Introduction
In this blog, you'll learn how to build a production-ready, serverless data pipeline on Google Cloud Platform that automatically ingests data from an external API and loads it into BigQuery for analysis.
This is part 2 / 2 of the blog.
Step 6: Create a BigQuery Table

6.1 Create a Dataset
- Navigate to BigQuery
- Click your project name
- Click "Create Dataset"
- Name it `api_data' under data set ID
- Choose same region as your bucket
- Click "Create Dataset"

6.2 Create the Raw Table
Click on your dataset, then "Create Table":
Configuration:
- Source: Empty table
- Table name:
exchange_rates_raw - Schema: Add these fields manually
ingestion_timestamp TIMESTAMP REQUIRED
base STRING REQUIRED
date DATE REQUIRED
rates JSON REQUIRED

6.3 Alternative: Create Table with SQL
Or use this SQL in the BigQuery console:
CREATE TABLE `api_data.exchange_rates_raw` (
ingestion_timestamp TIMESTAMP NOT NULL,
base STRING NOT NULL,
date DATE NOT NULL,
rates JSON NOT NULL
);
Step 7: Load Data into BigQuery
7.1 Schedule the Load Query
Click "Schedule queries" → "Create a scheduled query"
Insert the following below and click "Schedule"
LOAD DATA INTO api-pipeline-tutorial.api_data.exchange_rates_raw (ingestion_timestamp TIMESTAMP, base STRING, date DATE, rates JSON)
FROM FILES (
format = 'JSON',
uris = ['gs://api-pipeline-data/raw/exchange_rates/*.json']
);
- Name:
hourly_data_load - Schedule: 1 every hour
- Destination table: Leave this unticked
- Click "Save"
Step 8: Handle Duplicates (Optional)
8.1 Understanding the Duplicate Problem
Since we're using append-only loads, the same file might be loaded multiple times if it's still in the bucket.
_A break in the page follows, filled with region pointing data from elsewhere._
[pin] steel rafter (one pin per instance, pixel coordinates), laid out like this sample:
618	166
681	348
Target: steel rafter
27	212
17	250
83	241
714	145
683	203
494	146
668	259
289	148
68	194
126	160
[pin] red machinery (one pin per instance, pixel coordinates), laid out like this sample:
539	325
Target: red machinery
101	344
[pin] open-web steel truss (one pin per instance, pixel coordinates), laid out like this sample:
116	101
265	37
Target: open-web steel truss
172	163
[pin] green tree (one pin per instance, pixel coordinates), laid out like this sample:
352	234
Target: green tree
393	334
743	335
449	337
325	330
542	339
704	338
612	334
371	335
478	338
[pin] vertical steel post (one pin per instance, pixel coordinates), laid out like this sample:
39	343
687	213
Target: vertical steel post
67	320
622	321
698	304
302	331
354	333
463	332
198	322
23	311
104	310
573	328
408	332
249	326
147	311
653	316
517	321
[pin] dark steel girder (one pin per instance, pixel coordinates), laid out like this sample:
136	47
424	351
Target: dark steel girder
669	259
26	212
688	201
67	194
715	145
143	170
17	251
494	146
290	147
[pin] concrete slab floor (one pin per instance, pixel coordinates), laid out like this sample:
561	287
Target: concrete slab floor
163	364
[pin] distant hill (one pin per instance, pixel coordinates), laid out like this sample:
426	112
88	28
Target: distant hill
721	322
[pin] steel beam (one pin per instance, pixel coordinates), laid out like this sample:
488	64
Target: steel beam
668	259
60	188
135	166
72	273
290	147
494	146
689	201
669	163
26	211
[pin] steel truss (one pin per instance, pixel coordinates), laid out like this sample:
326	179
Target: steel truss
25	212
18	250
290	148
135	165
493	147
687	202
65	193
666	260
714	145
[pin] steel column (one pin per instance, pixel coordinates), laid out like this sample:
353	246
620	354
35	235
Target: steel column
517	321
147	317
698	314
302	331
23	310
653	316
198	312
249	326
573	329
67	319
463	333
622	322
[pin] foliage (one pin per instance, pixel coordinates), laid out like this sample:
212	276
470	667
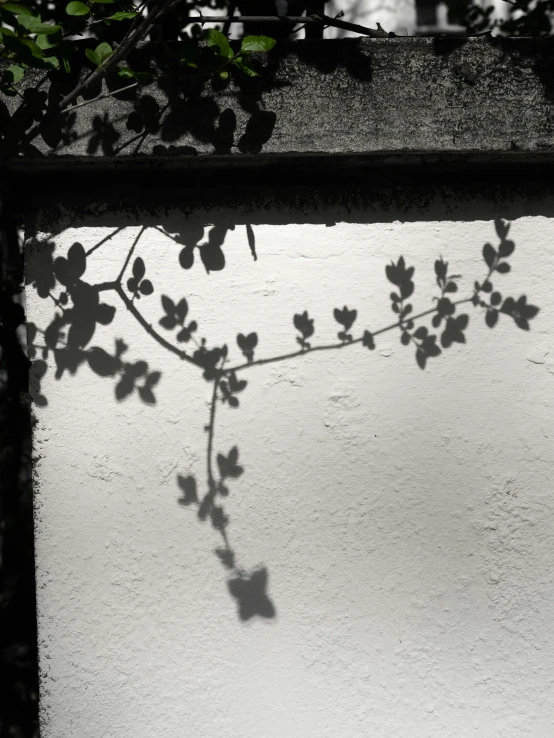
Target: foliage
85	35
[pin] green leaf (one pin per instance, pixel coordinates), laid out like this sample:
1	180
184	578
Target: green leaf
257	43
76	8
103	51
17	72
48	42
17	8
34	24
241	64
219	40
123	15
92	56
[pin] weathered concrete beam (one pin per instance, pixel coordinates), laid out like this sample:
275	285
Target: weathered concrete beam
373	101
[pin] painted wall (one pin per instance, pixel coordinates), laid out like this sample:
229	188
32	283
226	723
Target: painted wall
391	528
This is intentional for raw data!
8.2 Create a Deduplicated View
CREATE OR REPLACE VIEW `api_data.exchange_rates_clean` AS
SELECT *
FROM (
SELECT *,
ROW_NUMBER() OVER (
PARTITION BY base, date, ingestion_timestamp
ORDER BY ingestion_timestamp DESC
) AS rn
FROM `api_data.exchange_rates_raw`
)
WHERE rn = 1;
8.3 Query the Clean Data
SELECT
ingestion_timestamp,
base,
date,
JSON_EXTRACT(rates, '$.EUR') as EUR_rate
FROM `api_data.exchange_rates_clean`
ORDER BY date DESC, ingestion_timestamp DESC
LIMIT 10;
Step 9: Monitor Your Pipeline
9.1 Check Cloud Scheduler Logs
Navigate to Cloud Scheduler → Click your job → "Logs"
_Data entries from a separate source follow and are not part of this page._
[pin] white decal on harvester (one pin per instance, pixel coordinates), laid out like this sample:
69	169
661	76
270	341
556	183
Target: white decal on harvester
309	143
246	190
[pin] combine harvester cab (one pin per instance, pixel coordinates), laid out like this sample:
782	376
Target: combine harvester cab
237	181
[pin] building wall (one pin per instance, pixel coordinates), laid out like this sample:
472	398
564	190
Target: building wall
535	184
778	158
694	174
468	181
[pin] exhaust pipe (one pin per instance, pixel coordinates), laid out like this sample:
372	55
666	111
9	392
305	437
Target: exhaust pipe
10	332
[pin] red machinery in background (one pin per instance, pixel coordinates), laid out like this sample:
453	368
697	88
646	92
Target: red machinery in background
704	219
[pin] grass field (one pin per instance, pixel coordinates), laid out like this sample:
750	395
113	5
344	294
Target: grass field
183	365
9.2 Check Cloud Function Logs
Navigate to Cloud Functions → Click your function → "Logs"
9.3 Verify Data Freshness
Create a monitoring query:
SELECT
MAX(ingestion_timestamp) as last_ingestion,
TIMESTAMP_DIFF(CURRENT_TIMESTAMP(), MAX(ingestion_timestamp), MINUTE) as minutes_since_last_run,
COUNT(*) as total_records
FROM `api_data.exchange_rates_raw`;
Step 10: Test End-to-End
10.1 Force a Complete Run
- Go to Cloud Scheduler
- Click "Force Run" on your job
- Wait 1-2 minutes
- Check Cloud Storage for new file
- Wait for scheduled load (or run manually)
- Query BigQuery for new data
10.2 Verify the Full Pipeline
Run this comprehensive check:
SELECT
DATE(ingestion_timestamp) as ingestion_date,
COUNT(*) as records_per_day,
COUNT(DISTINCT base) as unique_bases,
MIN(ingestion_timestamp) as first_load,
MAX(ingestion_timestamp) as last_load
FROM `api_data.exchange_rates_raw`
GROUP BY DATE(ingestion_timestamp)
ORDER BY ingestion_date DESC;
Summary
Congratulations! 🎉 You've built a production-ready serverless data pipeline on GCP!
What you accomplished:
- ✅ Automated API data ingestion every hour
- ✅ Raw data storage in Cloud Storage
- ✅ Structured data warehouse in BigQuery
- ✅ Scheduled data loading
- ✅ Duplicate handling and data quality
Key skills learned:
- Cloud Functions development and deployment
- Cloud Scheduler configuration
- BigQuery table design and loading patterns
- Data deduplication strategies
- End-to-end pipeline monitoring
Architecture built:
Cloud Scheduler → Cloud Functions → Cloud Storage → BigQuery
(Hourly) (Python API) (JSON Files) (Analytics)